İnsanoğlu tarih boyunca yaşamını devam ettirmek için birçok sorunla karşı karşıya kalmıştır. Bu sorunları çözmek için büyük bir çaba içerisine girmişler ve bunların sonucunda da bilimlerin ortaya çıkmasında rol oynamışlardır. Peki bir bilimi, bilim dalı yapan bütünlük nedir? Öncelikle bir bilimsel etkinliğin diğer tüm bilimlerden ayrı bir dal olabilmesi için kendine ait bir alanı, kendine ait bilgi üretme yaklaşımı ve bir bakış açısı olması gerekmektedir. Tüm bunları içine kapsayan sosyal ve beşeri bilimler ailesinin içinde yer alan diğer başka bilimlerle etkileşime giren ve etkileşimde olduğu diğer bilimlerle bilgi üreten önemli bir bilim dalı olan Antropoloji, antropos + logos kavramlarından türemiş olup “insan bilimi” anlamına gelmektedir. Antropoloji bir yandan insanın zaman ve mekan içerisindeki çeşitliliği incelerken, diğer yandan da toplumsal ve kültürel benzerlik ve farklılıkları betimlemeye çalışır. İnsanların birbirine benzeyip benzememeleri ve var olan süreçlerin nasıl değiştiği üzerine kurulmuş enteresan bir bilim dalı olan antropoloji, bir tarafı insan gövdesi, insan varlığı ile ilgilenirken bir tarafı da insanın yapıp ettiğiyle ilgilenmiştir. Yani antropolojiyi fiziksel ve kültürel antropoloji olarak iki ana başlıkta ele alındığını söyleyebiliriz.

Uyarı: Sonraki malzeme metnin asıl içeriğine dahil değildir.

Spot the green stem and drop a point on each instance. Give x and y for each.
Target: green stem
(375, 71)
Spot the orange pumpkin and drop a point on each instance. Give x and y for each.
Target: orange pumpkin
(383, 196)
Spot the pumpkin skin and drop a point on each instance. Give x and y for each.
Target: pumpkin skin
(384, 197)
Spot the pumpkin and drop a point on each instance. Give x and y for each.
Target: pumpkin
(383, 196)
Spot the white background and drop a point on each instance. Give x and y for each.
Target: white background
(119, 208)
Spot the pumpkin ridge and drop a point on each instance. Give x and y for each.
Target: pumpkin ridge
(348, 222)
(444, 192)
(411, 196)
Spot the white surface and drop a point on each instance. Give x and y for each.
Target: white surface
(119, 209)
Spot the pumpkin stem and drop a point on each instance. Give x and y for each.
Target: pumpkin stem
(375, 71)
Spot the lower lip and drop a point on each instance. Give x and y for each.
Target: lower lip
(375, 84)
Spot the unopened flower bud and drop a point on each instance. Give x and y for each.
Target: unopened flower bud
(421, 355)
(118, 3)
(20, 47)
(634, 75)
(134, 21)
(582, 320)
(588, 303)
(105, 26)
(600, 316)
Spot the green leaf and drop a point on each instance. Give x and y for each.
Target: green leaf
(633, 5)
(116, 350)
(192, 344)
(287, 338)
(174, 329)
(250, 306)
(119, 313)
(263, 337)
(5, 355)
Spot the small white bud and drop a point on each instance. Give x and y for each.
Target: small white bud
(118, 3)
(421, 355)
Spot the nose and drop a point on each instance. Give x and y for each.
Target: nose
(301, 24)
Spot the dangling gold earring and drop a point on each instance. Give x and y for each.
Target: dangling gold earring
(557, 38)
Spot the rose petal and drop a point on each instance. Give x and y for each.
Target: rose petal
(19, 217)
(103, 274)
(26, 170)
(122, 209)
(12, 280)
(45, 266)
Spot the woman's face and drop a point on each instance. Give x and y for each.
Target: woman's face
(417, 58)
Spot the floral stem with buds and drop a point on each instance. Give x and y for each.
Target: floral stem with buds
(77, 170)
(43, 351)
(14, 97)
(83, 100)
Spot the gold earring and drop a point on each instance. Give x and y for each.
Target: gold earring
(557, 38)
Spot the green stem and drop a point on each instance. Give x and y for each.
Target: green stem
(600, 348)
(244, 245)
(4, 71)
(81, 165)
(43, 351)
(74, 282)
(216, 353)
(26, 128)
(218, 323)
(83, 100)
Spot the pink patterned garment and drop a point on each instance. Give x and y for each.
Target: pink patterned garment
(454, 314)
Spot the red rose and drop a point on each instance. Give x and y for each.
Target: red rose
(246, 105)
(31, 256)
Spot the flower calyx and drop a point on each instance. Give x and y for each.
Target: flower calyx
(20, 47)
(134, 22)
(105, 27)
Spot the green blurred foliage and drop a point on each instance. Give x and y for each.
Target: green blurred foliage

Antropoloji; sosyoloji, tarih, biyoloji gibi önemli dalları içine kapsamaktadır. Peki bu dalların antropolojideki yeri nedir? Sosyolojinin antropolojideki yeri kısaca değişme meselesidir. Kültür değişen bir varlıksa antropoloji bilimine verilen yanıtlardan birisi de insanlar ve toplumlar nasıl değişiyor olacaktır. Bu noktada sosyolojinin antropolojideki yeri belirtilmiştir. Antropoloji biliminin var olması için gereken en temel alanlardan biri tarihtir. Yazının icadıyla başlayan tarih yazının icadıyla da kültürünü biriktirmeye başlar. Bu noktada tarih, antropoloji için önem arz etmektedir. Son olarak antropoloji’nin biyolojiye neden ihtiyacı vardır sorusuna gelirsek bu sorunun tek cevabı vardır o da insan faktörüdür. Yani insanı merak etmesi, neden benzediğini ya da neden benzemediğini ortaya koymasıdır. Tüm bunlar doğrultusunda biyolojinin antropoloji dalı için önemi söz konusudur. Bir toplumu anlamak o toplumun kültürünü bilmekten geçer. Kültürel etkilerin ortaya koyulduğu yer mekandır. Kültürel bütünlük mekan üzerinden anlaşılmaya çalışılır. Antropoloji için mekanın yanında zaman da çok önemlidir. Çünkü zamanla kültür değişmektedir. Antropoloji de zaman ve mekan arasındaki farlılaşmaları göz önünde bulunduran ve alt dalları aracılığıyla kültürü anlamaya çalışan bir bilim dalıdır. Bu anlamda antropoloji dört alt dala ayrılır bunlardan birincisi olan kültürel antropoloji olup temel konusu toplum ve kültürdür. Toplumsal ve kültürel benzerlikleri ve farklılıkları inceleyen antropologlar, zaman ve mekan bağlamında evrensel, genelleşmiş ve tikeli ayırt etmektedir. Antropologların bilgiye ulaşmada kullandıkları yöntem alan araştırmasına dayalıdır buradan sonuçla karşımıza “etnografi” çıkmaktadır. Kültürün etno resmini oluşturan etnografi alan çalışması sırasında, bilginin birinci elden edilmesi amaçlanır. Bunun için antropolog toplumun içine girerek deneyimlerinin ve çıkarımları sonucunda çalışmasını gerçekleştirir. Kültürel antropolojinin diğer yönü etnolojidir. Etnoloji, diğer bilimlerin elde ettiği sonuçlardan yararlanarak kültürel farklılık ve benzerlikleri tanımlayıp açıklamaya evrensellik, genellik ve tikelliği ayırt etmeye çalışırlar. İkisinin arasındaki fark, etnograflar daha küçük, kapalı toplumlarla ilgilenirler diğeri ise daha büyük daha fazla faktörlü toplumları araştırmasıdır.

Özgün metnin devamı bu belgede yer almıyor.